TransformerModel_Predictions = []
#Let's loop through each entry in our validation set
for Entry in X_val:
#Vectorising inputs before passing to model
Vectorised_Entry = np.array(text_vectoriser(str(Entry)))
#Reshape vector to size that transformer input layer expects
Reshaped_Vectorised_Entry = tf.reshape(Vectorised_Entry, (1, 50, 1))
#Perform the prediction, verbose=0 stops us getting feedback from every prediction (over 12k)
Prediction = TransformerNet.predict(Reshaped_Vectorised_Entry, verbose=0)
"""
See predictions for yourself, uncomment line below to see the probabilities
of the input text belonging to one class or the other
"""
#print(Prediction)
Prediction= np.argmax(Prediction) #Index of highest probability in prediction array
#Treat class with highest probability as prediction and append that to list of predictions
#for evaluation
TransformerModel_Predictions.append(Prediction)
#Calculate metrics based on transformer predictions
TransformerModelresult = calculate_model_accuracy(Y_val, TransformerModel_Predictions)
print(TransformerModelresult)
{'accuracy': 89.22211808809747, 'precision': 0.8929902821630376, 'recall': 0.8922211808809747, 'f1': 0.8921906924392848}
#Plotting the four metrics on a bar chart
all_results = pd.DataFrame({"Transformer": TransformerModelresult})

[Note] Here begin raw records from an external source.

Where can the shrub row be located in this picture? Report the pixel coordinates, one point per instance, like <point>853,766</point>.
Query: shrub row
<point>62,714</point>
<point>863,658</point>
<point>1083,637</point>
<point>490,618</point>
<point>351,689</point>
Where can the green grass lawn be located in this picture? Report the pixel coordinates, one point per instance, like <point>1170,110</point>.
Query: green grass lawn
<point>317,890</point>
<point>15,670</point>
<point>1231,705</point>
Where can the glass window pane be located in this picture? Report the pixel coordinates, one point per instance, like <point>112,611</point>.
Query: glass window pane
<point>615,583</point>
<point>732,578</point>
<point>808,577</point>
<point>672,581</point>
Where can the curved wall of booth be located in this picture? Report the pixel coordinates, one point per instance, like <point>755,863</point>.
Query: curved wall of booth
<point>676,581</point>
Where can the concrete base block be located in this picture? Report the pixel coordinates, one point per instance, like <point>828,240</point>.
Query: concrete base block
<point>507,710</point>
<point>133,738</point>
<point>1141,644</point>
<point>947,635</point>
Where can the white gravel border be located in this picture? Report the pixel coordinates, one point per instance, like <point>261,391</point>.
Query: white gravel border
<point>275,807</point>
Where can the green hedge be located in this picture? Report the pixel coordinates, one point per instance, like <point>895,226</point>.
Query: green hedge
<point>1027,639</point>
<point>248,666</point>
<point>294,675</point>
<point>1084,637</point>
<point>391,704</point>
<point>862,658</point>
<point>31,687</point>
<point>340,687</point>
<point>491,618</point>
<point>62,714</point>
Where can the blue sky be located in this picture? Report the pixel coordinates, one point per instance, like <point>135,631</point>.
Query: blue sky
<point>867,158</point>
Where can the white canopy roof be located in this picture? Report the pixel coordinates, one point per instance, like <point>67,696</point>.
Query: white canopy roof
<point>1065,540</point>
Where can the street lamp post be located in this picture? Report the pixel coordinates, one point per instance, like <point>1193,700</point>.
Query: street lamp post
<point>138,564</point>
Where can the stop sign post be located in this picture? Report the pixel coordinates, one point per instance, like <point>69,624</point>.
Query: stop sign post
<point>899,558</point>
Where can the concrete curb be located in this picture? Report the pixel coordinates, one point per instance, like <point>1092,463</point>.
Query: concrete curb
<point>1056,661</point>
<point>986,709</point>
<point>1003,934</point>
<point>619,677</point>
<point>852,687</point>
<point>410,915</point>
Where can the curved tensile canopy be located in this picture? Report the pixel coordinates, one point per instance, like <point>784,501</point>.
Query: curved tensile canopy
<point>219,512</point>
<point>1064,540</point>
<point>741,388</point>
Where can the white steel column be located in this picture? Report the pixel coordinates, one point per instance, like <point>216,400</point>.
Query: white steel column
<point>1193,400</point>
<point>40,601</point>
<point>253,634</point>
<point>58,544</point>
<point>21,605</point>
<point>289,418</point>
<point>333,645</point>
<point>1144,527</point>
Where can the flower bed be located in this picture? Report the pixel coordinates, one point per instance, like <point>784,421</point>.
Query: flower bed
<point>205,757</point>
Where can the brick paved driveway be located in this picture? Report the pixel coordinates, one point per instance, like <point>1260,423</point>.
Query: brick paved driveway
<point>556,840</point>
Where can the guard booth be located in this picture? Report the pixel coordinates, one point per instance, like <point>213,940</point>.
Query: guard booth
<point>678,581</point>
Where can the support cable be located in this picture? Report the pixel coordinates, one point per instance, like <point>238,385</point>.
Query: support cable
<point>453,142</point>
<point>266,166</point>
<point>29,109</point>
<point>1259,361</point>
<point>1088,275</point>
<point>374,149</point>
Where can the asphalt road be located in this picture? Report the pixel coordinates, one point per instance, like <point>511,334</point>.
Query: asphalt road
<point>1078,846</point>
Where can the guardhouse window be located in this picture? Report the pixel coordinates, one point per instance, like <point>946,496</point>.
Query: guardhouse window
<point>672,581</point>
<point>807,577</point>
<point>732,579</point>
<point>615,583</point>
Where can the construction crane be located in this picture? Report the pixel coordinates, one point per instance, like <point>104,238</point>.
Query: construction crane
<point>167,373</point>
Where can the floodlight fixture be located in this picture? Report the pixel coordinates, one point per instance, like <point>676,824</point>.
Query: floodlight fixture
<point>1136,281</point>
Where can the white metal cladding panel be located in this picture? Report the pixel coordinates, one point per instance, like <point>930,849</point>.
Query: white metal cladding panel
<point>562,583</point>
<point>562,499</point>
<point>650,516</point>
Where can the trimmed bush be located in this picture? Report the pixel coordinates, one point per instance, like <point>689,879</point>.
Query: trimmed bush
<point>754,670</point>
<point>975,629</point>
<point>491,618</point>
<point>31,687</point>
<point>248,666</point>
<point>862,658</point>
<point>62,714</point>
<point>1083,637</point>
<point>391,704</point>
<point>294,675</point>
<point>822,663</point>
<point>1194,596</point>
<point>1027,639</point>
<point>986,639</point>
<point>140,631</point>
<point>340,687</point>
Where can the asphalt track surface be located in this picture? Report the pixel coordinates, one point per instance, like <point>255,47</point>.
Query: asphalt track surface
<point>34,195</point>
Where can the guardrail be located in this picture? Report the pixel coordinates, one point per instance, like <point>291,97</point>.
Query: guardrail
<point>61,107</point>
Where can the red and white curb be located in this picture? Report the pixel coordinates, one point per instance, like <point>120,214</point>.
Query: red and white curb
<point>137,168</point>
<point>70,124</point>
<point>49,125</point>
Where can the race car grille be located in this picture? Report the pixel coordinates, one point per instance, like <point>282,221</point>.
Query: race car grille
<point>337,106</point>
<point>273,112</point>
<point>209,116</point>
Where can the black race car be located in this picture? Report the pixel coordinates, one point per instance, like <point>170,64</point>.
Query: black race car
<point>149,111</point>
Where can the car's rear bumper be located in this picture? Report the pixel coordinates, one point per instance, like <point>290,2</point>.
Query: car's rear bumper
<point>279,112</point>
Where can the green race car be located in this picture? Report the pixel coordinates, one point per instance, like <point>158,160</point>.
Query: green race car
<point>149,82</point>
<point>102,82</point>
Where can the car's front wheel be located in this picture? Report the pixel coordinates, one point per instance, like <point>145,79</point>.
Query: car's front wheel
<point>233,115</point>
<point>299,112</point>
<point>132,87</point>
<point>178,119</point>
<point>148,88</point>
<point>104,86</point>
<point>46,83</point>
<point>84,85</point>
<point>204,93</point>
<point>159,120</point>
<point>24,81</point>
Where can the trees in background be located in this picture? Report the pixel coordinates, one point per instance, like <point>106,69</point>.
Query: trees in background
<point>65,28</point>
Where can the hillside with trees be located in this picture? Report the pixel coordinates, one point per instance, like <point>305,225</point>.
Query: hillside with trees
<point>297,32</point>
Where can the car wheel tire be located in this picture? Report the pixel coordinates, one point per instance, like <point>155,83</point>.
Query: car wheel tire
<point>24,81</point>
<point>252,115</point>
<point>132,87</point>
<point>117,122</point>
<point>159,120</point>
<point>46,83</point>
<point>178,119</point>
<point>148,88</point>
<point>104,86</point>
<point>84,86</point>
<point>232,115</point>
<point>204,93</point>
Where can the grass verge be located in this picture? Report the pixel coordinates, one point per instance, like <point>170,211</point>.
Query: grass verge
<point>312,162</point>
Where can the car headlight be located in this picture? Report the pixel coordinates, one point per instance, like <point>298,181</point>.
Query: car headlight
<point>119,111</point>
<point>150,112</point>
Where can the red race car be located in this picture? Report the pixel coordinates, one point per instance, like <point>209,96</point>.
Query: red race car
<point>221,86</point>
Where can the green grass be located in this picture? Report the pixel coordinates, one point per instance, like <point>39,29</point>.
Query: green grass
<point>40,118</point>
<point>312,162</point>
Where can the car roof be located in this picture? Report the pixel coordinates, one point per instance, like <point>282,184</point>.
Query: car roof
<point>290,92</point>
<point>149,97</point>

all_results = all_results.transpose() #Formatting our dataframe so it can be plotted as a bar chart
all_results["accuracy"] = all_results["accuracy"]/100 #Normalising our accuracy score so we can plot it on the bar chart
all_results.plot(kind="bar", figsize=(6, 4))
plt.legend(bbox_to_anchor=(1.0, 1.0))
plt.xticks(rotation=0, horizontalalignment="center")
plt.title("Model performace evaluation")
plt.ylabel('Score (Out of 1)')
plt.ylim(0.88, 0.9)
plt.tight_layout()
Extension Tasks¶
- Train using a GPU to see difference in speed
- Change the number of attention heads. Does this have an impact on the performance of the model?
- Could you extend this framework to perform text classification across multiple classes?
- Play around with Hyperparameters to see if performance can be improved
- Compare performance of this model with models from the other notebooks
- Try using trained models to predict on text that isn't in the dataset? Are there any situations where the model might get confused? Why might this be?